1 large cauliflower-riced/shredded in food processor
1/2 C. plain yogurt (or for dairy-free, omit and do 3 T. almond flour)
1 t. basil, 1/2 t. oregano, 1 t. real salt and pepper
- Put cauliflower through ‘grating’ attachment on your food processor. Put riced cauliflower into a big bowl.
- Beat eggs, throw into bowl with the rest of the ingredients. Mix well.
- Preheat oven to 400 degrees.
- Cover large cookie sheet with parchment paper and lightly brush it with lard/butter.
- Pour mix onto cookie sheet and pat down evenly into corners and throughout sheet.
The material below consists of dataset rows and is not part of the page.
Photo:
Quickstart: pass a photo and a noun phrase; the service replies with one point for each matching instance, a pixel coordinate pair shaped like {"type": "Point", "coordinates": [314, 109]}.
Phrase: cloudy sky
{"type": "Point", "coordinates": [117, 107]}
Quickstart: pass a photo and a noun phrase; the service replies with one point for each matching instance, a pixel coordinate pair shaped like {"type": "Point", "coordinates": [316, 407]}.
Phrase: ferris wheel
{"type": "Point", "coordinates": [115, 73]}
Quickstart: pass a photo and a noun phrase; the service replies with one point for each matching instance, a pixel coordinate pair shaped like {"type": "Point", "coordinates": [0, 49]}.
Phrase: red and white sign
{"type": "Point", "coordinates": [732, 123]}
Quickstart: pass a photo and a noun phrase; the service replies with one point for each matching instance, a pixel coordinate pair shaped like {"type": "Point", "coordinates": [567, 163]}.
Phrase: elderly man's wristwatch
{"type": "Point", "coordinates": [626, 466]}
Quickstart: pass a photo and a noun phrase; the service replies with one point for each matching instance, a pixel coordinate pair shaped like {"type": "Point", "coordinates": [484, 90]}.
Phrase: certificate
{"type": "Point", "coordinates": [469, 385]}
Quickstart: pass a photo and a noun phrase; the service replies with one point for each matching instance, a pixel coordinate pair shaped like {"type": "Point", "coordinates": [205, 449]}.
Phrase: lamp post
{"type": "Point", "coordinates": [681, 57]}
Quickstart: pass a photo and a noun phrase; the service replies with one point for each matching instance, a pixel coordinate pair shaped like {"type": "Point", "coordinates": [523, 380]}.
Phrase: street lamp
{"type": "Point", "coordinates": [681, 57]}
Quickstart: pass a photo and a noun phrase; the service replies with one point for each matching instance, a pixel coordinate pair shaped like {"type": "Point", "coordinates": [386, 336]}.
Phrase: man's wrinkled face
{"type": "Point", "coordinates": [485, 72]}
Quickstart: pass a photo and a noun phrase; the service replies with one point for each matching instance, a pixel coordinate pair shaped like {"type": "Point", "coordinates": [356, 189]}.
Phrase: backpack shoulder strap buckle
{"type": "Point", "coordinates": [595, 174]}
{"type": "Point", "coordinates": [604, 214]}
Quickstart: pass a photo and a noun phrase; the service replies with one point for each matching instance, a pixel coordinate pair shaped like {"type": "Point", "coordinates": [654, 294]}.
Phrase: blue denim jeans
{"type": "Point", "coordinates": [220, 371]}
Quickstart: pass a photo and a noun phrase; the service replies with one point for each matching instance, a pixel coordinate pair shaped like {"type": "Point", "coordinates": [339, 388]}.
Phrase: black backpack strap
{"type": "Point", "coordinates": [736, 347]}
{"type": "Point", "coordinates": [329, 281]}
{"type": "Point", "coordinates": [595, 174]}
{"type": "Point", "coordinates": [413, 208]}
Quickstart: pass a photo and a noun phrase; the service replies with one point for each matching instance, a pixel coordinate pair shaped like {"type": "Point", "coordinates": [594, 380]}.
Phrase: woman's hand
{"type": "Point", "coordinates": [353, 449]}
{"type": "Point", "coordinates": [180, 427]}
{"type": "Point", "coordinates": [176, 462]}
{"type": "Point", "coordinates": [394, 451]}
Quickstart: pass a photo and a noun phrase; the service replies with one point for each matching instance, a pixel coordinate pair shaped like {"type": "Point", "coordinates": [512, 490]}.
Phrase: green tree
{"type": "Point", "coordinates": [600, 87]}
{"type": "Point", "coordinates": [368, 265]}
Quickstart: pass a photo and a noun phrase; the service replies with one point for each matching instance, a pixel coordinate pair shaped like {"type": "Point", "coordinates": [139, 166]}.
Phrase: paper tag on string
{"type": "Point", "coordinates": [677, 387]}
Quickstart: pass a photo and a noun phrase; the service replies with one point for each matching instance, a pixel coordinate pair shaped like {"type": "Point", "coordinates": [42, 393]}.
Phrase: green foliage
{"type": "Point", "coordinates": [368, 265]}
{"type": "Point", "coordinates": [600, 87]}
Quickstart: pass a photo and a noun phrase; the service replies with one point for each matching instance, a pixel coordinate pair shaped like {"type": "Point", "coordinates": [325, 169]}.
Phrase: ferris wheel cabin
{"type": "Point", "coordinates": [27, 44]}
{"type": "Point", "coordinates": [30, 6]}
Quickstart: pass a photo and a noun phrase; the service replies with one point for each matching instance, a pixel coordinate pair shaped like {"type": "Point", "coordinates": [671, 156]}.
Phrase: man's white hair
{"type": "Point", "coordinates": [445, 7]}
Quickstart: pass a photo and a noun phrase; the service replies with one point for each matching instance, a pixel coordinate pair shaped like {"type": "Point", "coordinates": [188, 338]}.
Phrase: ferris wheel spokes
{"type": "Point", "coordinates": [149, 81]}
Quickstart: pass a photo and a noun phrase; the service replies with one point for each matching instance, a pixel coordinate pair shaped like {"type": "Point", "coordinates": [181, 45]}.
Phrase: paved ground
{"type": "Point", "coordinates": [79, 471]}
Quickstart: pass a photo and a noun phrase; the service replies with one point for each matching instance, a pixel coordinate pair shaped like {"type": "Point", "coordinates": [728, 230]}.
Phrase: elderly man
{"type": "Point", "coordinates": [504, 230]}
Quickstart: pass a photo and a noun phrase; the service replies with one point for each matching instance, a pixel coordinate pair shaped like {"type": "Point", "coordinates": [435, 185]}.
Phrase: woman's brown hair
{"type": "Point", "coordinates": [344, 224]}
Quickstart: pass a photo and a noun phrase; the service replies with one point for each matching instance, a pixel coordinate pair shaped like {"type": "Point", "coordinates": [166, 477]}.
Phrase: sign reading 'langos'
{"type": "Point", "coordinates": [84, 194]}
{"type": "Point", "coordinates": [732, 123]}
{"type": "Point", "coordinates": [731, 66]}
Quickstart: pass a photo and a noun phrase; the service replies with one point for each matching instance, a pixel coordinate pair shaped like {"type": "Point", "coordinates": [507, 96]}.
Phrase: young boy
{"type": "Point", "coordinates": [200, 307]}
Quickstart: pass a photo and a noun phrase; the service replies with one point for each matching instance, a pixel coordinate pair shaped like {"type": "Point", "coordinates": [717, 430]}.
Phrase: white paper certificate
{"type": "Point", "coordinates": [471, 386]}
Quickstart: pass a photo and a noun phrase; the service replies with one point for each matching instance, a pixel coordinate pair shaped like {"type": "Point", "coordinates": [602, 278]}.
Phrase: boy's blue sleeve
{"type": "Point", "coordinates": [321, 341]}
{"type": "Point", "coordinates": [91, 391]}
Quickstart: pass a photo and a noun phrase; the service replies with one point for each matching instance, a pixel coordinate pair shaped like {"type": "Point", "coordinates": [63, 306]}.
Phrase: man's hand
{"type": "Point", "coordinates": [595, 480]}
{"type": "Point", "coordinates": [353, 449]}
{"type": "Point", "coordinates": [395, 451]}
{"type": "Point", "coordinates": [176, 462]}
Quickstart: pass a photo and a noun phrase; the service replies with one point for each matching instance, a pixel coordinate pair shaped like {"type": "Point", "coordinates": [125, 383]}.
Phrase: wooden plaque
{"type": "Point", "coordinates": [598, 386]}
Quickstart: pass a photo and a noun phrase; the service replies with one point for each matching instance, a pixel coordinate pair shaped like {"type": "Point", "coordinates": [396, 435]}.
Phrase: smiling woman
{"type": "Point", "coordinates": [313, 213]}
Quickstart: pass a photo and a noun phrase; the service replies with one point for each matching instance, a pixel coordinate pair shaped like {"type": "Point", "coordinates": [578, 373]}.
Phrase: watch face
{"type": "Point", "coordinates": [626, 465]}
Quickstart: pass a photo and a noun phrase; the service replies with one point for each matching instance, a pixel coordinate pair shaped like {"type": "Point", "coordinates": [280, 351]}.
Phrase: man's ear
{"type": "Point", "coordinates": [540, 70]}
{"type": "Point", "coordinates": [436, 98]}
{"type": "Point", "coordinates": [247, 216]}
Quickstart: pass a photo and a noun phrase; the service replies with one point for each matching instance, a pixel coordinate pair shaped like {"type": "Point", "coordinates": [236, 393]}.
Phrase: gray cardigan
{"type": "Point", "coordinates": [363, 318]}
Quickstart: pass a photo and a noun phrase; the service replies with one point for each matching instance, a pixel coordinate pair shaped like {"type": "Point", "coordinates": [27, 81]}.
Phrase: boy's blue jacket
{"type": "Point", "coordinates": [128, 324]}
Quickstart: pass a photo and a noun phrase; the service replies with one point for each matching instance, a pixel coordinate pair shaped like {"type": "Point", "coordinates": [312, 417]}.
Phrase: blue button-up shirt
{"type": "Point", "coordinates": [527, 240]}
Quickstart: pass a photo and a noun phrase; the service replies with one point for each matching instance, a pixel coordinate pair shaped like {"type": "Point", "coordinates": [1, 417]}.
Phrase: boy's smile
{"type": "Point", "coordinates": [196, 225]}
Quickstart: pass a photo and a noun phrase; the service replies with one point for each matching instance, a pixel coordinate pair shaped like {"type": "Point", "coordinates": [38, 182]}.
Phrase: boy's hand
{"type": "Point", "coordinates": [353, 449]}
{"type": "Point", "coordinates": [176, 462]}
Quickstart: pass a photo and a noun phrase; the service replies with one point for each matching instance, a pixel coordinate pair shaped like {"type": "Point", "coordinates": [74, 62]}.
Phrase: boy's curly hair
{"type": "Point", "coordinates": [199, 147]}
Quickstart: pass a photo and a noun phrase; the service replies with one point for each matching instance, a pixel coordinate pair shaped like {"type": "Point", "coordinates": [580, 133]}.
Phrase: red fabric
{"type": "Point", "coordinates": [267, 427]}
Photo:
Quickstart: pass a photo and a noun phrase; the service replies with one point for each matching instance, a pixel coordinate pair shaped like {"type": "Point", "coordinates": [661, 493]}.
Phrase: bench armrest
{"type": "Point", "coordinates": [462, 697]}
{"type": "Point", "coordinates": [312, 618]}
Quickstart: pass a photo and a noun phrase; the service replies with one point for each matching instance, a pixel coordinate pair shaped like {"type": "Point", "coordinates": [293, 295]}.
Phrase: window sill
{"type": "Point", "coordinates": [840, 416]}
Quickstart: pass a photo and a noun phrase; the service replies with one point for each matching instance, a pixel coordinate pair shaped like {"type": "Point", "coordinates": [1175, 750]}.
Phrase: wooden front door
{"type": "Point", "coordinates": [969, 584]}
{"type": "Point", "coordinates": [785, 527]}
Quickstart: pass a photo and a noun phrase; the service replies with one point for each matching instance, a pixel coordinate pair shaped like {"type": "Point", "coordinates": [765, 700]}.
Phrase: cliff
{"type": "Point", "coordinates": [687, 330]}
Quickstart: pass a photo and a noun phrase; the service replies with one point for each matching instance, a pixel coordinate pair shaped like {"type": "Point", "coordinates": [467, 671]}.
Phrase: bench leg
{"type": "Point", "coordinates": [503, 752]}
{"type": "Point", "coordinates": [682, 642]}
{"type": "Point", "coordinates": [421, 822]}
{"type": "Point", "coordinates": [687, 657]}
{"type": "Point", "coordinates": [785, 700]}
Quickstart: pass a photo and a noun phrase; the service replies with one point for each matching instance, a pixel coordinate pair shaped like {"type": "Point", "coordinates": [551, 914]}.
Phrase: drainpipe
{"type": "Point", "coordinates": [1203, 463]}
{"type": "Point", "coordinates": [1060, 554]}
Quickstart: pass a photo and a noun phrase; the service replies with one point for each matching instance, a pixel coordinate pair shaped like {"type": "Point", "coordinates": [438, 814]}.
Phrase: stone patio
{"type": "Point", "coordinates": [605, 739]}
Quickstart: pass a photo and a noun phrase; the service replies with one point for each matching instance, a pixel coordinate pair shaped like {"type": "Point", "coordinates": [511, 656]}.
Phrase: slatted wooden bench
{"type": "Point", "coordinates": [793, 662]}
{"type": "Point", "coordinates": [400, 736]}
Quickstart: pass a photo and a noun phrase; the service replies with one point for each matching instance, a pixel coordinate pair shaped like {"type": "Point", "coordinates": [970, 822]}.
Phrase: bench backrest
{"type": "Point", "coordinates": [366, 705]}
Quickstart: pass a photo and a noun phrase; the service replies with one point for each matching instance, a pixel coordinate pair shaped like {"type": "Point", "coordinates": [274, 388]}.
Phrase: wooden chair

- Bake for approx. 45 minutes until starting to brown, drying and staying together well.
1 C. cooked shredded chicken-chopped
1 C. cheddar cheese-shredded
1/2 C. crumbly blue cheese
1/4 C. franks red hot sauce
2 T. bacon fat/butter
1/2 C. diced celery
- Melt butter with red hot sauce on stove top.
- Once crust is cooked, spread sauce over surface of crust.
- Top with chicken and cheese and bake/broil for a couple more minutes until starting to turn golden.
- Slice into squares, garnish with chopped celery and fresh parsley.